大麦の消費量は現状3万5千t。国民一人当たり1日1gの食物繊維を大麦で摂取するようになれば40万tに達する。3割炊きの「もち麦ごはん」1杯で約2.3gの食物繊維が含まれ、ヘルシーでおいしい主食として注目を集めている。目標は壮大だが、穀物カンパニーとして穀物の魅力を発信してフォローの風を自ら強め、主食であるコメ消費の活性化にも貢献したいという思いがある。
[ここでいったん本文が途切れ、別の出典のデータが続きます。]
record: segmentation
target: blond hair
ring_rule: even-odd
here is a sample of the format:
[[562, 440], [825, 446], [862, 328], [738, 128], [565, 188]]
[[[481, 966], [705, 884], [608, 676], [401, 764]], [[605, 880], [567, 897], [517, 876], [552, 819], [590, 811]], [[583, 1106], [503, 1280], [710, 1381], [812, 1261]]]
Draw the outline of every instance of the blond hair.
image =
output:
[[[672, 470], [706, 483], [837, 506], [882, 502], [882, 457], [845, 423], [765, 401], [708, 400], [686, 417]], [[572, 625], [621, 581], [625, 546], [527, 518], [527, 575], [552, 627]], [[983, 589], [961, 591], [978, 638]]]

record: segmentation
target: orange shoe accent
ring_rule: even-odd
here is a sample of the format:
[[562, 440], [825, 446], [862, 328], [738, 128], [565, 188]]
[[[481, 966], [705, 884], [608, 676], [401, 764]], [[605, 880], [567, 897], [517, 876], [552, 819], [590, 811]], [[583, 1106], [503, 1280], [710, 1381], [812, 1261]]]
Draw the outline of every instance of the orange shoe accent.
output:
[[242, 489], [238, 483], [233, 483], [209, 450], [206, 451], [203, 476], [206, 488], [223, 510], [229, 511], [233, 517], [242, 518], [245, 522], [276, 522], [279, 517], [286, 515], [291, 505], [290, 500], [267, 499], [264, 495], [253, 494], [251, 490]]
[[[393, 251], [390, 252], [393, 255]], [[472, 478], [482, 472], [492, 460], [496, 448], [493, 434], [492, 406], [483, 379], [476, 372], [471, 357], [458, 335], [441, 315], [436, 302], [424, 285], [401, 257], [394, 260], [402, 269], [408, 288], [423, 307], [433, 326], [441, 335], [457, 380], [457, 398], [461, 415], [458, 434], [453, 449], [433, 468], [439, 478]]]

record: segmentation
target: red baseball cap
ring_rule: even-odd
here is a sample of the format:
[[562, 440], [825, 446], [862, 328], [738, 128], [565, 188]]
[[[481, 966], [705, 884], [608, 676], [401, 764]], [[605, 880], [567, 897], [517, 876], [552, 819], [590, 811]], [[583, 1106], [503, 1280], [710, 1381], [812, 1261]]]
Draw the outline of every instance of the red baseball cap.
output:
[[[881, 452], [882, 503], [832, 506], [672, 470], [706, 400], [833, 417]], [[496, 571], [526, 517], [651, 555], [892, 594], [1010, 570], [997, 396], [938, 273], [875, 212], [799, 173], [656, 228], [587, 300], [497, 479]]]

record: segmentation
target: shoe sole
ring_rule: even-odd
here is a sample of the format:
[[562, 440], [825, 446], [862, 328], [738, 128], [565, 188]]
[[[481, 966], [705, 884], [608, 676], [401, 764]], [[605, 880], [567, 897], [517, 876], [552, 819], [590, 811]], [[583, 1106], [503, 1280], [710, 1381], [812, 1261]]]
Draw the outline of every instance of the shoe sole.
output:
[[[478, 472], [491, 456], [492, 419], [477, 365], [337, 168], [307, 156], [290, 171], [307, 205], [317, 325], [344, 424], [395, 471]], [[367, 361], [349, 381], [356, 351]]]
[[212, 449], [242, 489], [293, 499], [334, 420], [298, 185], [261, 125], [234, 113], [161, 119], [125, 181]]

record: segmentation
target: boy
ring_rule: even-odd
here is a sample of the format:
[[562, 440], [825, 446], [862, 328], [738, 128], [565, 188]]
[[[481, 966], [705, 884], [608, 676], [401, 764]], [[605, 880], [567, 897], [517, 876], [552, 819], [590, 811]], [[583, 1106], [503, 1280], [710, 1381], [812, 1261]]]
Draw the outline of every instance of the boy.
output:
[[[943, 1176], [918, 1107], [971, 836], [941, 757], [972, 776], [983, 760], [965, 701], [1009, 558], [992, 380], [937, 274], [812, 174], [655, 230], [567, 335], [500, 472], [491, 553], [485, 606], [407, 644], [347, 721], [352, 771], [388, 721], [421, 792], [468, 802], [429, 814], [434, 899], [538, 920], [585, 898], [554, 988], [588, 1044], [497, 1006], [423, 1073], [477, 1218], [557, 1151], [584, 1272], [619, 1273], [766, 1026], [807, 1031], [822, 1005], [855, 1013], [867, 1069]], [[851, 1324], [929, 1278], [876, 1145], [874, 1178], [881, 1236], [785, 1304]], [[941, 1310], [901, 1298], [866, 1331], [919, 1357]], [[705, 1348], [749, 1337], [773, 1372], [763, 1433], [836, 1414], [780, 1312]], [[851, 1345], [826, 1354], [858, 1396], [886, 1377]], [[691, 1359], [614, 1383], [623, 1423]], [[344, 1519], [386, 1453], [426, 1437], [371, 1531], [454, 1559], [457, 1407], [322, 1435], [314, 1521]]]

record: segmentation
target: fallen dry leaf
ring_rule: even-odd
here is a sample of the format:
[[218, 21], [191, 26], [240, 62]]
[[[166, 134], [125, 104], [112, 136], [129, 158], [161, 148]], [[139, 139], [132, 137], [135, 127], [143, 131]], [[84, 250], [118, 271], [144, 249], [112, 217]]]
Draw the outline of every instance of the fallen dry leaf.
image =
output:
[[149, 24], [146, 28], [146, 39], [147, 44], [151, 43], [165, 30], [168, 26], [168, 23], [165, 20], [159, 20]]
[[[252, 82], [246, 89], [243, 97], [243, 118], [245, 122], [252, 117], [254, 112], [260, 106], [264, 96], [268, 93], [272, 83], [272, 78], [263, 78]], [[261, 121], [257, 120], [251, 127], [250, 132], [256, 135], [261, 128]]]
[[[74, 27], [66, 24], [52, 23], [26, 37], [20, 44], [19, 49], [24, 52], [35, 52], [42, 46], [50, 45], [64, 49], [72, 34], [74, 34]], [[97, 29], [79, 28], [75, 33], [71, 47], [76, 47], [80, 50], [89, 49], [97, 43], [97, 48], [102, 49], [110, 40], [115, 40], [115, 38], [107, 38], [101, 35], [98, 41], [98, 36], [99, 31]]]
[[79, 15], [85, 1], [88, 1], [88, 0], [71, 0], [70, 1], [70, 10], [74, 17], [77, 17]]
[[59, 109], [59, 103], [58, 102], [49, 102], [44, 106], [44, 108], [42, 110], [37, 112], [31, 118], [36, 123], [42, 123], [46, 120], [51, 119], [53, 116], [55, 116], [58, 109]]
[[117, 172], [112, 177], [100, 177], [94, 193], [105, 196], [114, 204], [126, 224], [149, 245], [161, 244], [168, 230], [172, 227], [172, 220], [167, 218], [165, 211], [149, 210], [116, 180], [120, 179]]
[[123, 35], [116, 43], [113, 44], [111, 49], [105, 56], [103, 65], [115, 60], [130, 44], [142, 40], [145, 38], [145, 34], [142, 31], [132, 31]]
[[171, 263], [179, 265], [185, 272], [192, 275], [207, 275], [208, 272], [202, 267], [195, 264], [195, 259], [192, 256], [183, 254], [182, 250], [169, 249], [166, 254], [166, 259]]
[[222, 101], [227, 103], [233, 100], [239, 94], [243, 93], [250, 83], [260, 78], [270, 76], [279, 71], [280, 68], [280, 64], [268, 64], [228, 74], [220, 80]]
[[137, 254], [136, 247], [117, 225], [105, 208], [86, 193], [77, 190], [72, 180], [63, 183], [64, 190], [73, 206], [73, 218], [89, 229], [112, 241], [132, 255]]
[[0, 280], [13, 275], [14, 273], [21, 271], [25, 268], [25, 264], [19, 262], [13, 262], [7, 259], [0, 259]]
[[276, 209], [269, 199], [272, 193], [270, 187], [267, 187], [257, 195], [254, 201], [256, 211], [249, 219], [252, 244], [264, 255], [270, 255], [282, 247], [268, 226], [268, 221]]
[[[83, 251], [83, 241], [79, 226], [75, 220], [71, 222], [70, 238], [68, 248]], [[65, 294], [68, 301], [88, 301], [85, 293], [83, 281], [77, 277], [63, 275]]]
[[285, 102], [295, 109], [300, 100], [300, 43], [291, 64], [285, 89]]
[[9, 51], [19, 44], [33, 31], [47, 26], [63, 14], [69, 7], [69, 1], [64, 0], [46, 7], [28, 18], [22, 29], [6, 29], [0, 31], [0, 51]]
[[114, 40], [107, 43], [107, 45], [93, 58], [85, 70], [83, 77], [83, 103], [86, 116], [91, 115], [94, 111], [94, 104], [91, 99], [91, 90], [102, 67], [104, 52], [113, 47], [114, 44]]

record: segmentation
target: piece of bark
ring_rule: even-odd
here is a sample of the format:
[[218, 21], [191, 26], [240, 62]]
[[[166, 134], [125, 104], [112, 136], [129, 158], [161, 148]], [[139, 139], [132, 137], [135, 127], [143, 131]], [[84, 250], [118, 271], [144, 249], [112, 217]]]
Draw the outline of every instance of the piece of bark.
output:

それを実現するためにも、新たな事業方針で“脱・乾物メーカーになる”ことを掲げた。生活者のライフスタイルは激変し、即食商品の需要が高まる中で、「CVSのもち麦おにぎりや弁当などで、乾物としての原料供給に加え、(家庭内での需要が拡大する)パックごはんやレトルト、さらには冷凍食品などで、家庭用を得意とするはくばくブランド製品で大麦のサブカテゴリーを広げていきたい」という。

パックご飯の白米や冷凍米飯を展開する考えはないが、雑穀ごはんやもち麦ごはんで、はくばくブランドを活用した商品展開や、家庭で手軽に使える冷凍もち麦などの可能性は広がる。

CVSや量販惣菜の米飯売場では、もち麦や雑穀を使った商品が着実に広がっており、20~30代はCVSのおにぎりでもち麦を体感し、リピーターになるケースも増えている。その意味でも、即食商品へのアプローチは重要な戦略。家庭用、業務用の両面で、おいしさと健康を兼ね備えた、もち麦の需要拡大に力を入れる方針だ。